Total RNA from SW480 and HCT116 cells was isolated with TRIzol® reagent (Invitrogen; Thermo Fisher Scientific, Inc.) according to the manufacturer's protocol. Fast All-in-One RT Kit (cat. no. ES-RT001; Shanghai Yishan Biotechnology, Co., Ltd.; https://www.esunbio.com/search-1--/u0072/u0074/u0030/u0030/u0031.html) was used to perform the reverse transcription using the temperature protocol of 42˚C for 15 min. GoTaq® qPCR Master Mix A6001 (cat. no. A6001; Promega Corporation) was used to perform qPCR. The thermocycling conditions included an initial denaturation step (95˚C, 2 min), followed by 40 cycles of 95˚C for 15 sec and 60˚C for 1 min. The primer sequences used were as follows: HOXC11 forward, 5'-GCTACTCCTCCTGCTATGC-3' and reverse, 5'-GACGCTGTTCTTGTTGACTG-3'; HOTAIR forward, 5'-GCCAAGCACCTCTATCTC-3' and reverse, 5'-GACACTG AACGGACTCTG-3' and GAPDH forward, 5'-AGAAGGCT GGGGCTCATTTG-3' and reverse, 5'-AGGGGCCATCCACA GTCTTC-3' The relative expression level of mRNAs was normalized to GAPDH and was calculated using the 2-ΔΔCq method (20).

MTT assay

The cells were inoculated into 96-well plates at a concentration of 2,000 cells per 100 µl at 37˚C with 5% CO2 overnight. After incubation for 4 h at 37˚C with 5% CO2, 50 µl 1X MTT reagent (Nanjing KeyGen Biotech Co., Ltd.) and 150 µl DMSO were added to well. The mixture was shaken well and the absorbance was detected at 490 nm using the SpectraMax® 340PC38 spectrophotometer (Molecular Devices, LLC).

Statistical analysis

Statistical analyses were performed by SPSS 20.0 (IBM Corp.). Graphs were generated by GraphPad Prism 7 (GraphPad Software, Inc.). P<0.05 from a two-tailed test was considered to indicate statistically significant difference. Unpaired student's t-test was used to evaluate the differences between two groups of independent samples.
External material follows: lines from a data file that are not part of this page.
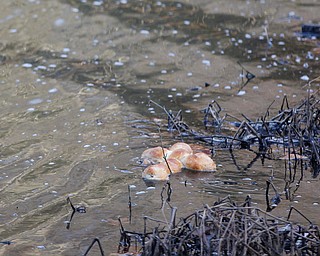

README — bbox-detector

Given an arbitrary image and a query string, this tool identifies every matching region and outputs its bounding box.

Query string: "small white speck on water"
[114,61,124,67]
[92,1,103,6]
[202,60,211,66]
[28,98,43,105]
[35,65,47,70]
[237,90,246,96]
[300,75,309,81]
[54,18,65,27]
[48,88,58,93]
[136,191,147,195]
[140,29,150,35]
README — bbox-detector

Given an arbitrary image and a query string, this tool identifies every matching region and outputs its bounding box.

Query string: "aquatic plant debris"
[103,196,320,256]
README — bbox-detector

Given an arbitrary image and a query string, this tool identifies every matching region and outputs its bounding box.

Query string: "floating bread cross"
[141,142,216,180]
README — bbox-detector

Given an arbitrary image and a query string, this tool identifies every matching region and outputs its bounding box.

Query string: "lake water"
[0,0,320,256]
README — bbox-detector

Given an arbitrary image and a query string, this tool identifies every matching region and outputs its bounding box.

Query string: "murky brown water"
[0,0,320,255]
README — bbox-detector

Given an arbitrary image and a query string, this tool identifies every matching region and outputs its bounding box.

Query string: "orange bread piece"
[182,153,217,171]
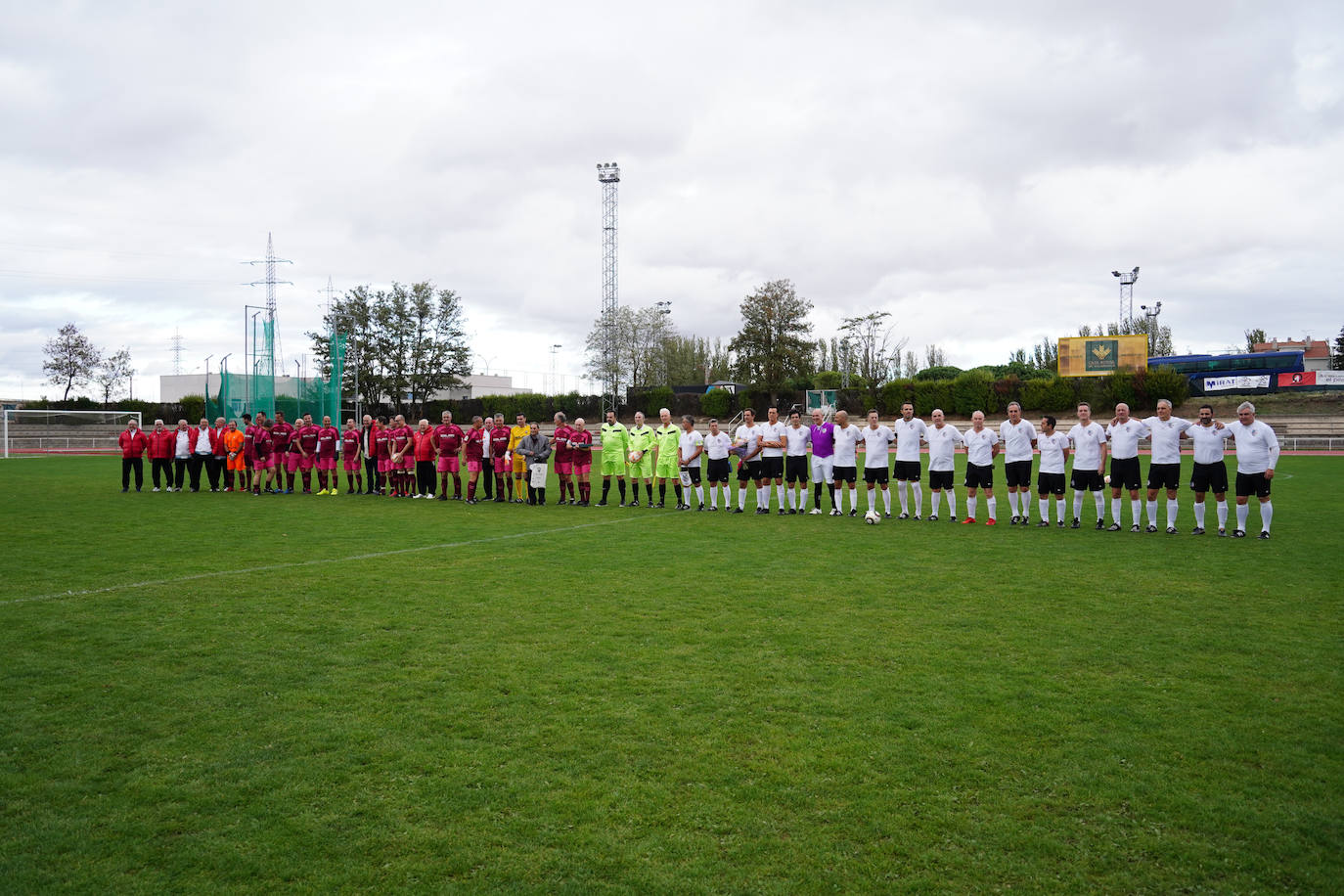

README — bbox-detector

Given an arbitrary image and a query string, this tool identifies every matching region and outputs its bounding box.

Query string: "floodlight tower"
[1110,265,1139,327]
[597,161,621,419]
[244,233,294,414]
Data are presented as mean ± SD. All the results were repeated ≥three times.

Results

HOXC11 and HOTAIR expression is increased in multiple types of cancer

After analyzing the data of colon adenocarcinoma, esophageal carcinoma, breast cancer and kidney renal clear cell carcinoma, which were downloaded from TCGA, it was observed that both HOXC11 and HOTAIR were significantly upregulated in the tumor groups compared with the normal groups (Fig. S1). Similar expression trends were observed between HOXC11 and HOTAIR. In addition, RT-qPCR assay was performed to detect the expression of HOXC11 and HOTAIR in 12 paired colon adenocarcinoma and adjacent normal tissue samples. It was determined that HOTAIR and HOXC11 were upregulated in the majority of colon adenocarcinoma tissues, which was consistent with the results of TCGA database (Fig. 1A and B).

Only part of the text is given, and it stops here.